With former AGSM professor David Midgley (now at INSEAD in Paris) and Lee Cooper (UCLA), we applied game theory to the rivalry in an historical oligopoly, or market with few sellers. We chose the market for cans of ground coffee in a mid-west US city. (Rather like the man looking for his car keys under a streetlight, we selected this market because its supermarket scanner data were readily available.)
We modelled the rivals as stimulus-response players in a repeated game. The stimulus is what all rivals did last week, and the response is what each player should do this week – where each player has some choice over the price, the advertising, the display and coupons, and other discounts associated with its brand of coffee. We found that relatively simple players (with, for instance, shorter memories of past weeks, or smaller sets of actions to choose from) could do as well, even better, in terms of weekly profit, than the historical players.4 We are continuing this line of research to examine an additional player, the supermarket, which mediates among the brand managers in order to improve the store’s profits, rather than those of the brands.
We can extend this line of research to other repeated interactions, such as bidding in the repeated auctions for electricity that deregulation in Australia and internationally has established.

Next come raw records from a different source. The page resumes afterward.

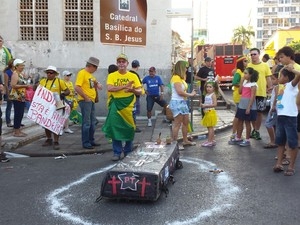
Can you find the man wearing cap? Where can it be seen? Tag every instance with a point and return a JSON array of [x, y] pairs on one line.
[[69, 98], [205, 73], [55, 85], [86, 87], [123, 86], [135, 64], [17, 95], [155, 92]]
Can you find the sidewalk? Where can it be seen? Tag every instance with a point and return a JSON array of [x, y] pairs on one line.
[[70, 144]]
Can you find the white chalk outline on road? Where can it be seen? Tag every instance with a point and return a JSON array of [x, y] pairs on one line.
[[224, 182]]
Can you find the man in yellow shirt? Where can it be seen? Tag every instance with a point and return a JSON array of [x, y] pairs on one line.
[[264, 85], [86, 87], [123, 86]]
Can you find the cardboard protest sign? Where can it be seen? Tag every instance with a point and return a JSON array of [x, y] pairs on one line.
[[44, 112]]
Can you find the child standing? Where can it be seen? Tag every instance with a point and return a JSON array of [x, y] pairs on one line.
[[210, 115], [286, 130], [246, 111], [272, 115]]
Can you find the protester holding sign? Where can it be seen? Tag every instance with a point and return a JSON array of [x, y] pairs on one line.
[[58, 87], [17, 95], [86, 87]]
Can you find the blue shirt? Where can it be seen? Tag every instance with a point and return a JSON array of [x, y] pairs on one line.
[[153, 84]]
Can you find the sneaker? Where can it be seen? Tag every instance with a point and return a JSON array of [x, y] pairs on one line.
[[244, 143], [137, 130], [207, 144], [257, 135], [235, 141], [68, 131], [48, 142], [56, 146], [115, 158]]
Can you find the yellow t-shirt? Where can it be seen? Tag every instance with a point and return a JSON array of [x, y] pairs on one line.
[[263, 72], [116, 79], [86, 81], [56, 85]]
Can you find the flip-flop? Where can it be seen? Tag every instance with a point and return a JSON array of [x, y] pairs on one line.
[[189, 143], [278, 168], [289, 172], [269, 145]]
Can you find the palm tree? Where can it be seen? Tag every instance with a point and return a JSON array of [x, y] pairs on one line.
[[242, 36]]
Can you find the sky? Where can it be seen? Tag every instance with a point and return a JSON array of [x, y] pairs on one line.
[[222, 18]]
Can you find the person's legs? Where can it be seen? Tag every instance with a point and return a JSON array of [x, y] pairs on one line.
[[128, 147], [8, 112], [117, 149], [18, 116], [176, 126], [86, 110]]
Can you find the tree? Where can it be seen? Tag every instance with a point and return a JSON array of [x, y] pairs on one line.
[[242, 36], [295, 45]]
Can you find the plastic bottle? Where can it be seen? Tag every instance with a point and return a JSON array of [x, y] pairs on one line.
[[201, 137]]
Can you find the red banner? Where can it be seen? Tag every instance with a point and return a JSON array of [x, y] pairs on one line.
[[123, 22]]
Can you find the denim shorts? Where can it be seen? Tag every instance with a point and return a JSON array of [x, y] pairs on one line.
[[271, 120], [151, 99], [179, 107], [286, 131]]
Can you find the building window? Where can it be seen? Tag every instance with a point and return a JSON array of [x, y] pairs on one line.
[[34, 20], [79, 18]]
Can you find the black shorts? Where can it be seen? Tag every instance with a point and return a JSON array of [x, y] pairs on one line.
[[261, 103]]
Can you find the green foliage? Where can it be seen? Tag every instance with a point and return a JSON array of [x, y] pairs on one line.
[[295, 45]]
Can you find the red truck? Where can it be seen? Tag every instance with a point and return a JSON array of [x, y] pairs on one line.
[[225, 61]]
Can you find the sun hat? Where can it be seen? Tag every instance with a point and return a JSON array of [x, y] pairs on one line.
[[94, 61], [52, 68], [122, 56], [66, 73], [18, 62]]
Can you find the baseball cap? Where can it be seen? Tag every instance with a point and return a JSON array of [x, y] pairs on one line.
[[122, 56], [152, 68], [66, 73], [135, 63], [207, 59], [18, 62]]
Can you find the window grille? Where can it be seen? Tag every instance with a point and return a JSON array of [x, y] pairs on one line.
[[33, 20], [79, 19]]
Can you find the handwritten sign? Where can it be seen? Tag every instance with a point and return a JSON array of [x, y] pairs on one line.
[[43, 111]]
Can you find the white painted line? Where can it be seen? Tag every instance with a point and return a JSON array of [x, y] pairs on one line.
[[225, 199]]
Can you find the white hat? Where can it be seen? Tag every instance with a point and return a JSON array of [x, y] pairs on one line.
[[53, 68], [18, 61], [66, 73], [94, 61]]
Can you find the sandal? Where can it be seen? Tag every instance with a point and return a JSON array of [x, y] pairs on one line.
[[289, 172], [285, 161], [189, 143], [278, 168], [270, 145]]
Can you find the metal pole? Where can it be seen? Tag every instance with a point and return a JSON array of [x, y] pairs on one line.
[[192, 66]]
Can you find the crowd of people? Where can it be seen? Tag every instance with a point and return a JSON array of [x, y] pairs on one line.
[[254, 79]]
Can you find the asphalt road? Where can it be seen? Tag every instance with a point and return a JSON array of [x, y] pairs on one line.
[[37, 191]]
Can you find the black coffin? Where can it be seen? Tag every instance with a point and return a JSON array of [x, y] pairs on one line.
[[143, 174]]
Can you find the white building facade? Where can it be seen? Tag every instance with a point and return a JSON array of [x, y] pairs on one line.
[[65, 33]]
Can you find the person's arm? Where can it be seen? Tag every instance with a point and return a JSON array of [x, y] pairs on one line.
[[181, 92], [252, 99], [14, 82]]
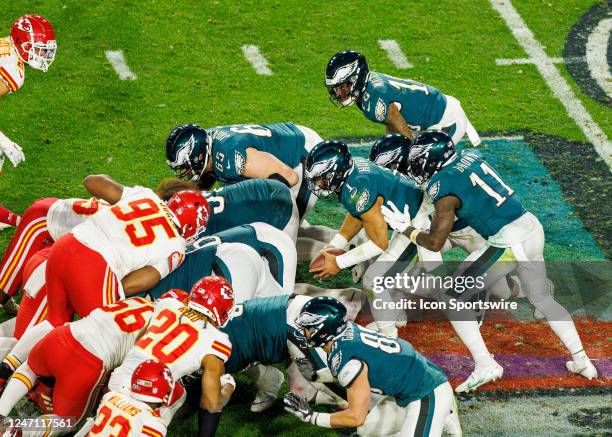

Indeed, the auctions used to allocate broadcasting spectrum to media players and telcos here and in North America and Europe were designed by game theory economists, who have also advised bidders on strategies for these novel auctions.5
A further line of research I am pursuing is the significance, in terms of profits gained or lost, of the adequacy of information about rivals’ prices: this can be thought of as the coarseness or fineness of the perceived partition of market information. At what point, for instance, is the value of increased fineness of the perception of others’ price shifts offset by the increased cost of processing this information?6 This harks back to the work, more than 50 years ago, by the late Claude Shannon at the legendary Bell Labs, and is a further application of game theory to managerial issues.
Exploration of game theory and its use in learning to behave more effectively in strategic interactions is part of an AGSM executive program,‘Thinking Strategically’, to be held on 27–28 September.
*Robert Marks is associate professor of economics at the AGSM.
Further reading
1. D.G. Baird, R.H. Gertner and R.C. Picker, Game Theory and the Law, Cambridge, Harvard U.P., 1994.
2. E. Lazear, Personnel Economics, Cambridge, MIT Press, 1995.
3. A. Dixit and B. Nalebuff, Thinking Strategically: the Competitive Edge in Business, Politics, and Everyday Life, New York, Norton 1991.
4. D.F. Midgley, R.E. Marks and L.G. Cooper, ‘Breeding competitive strategies’, Management Science, 43(3), pp. 257—275, March 1997.
5. R.P. McAfee and J. McMillan, ‘Analyzing the airwaves auction’, Journal of Economic Perspectives, 10(1), pp. 159—175, 1996.
6. R.E. Marks, ‘Evolved perception and behaviour in oligopolies’, Journal of Economic Dynamics and Control, 22 (8—9), pp. 1209—1233, July 1998.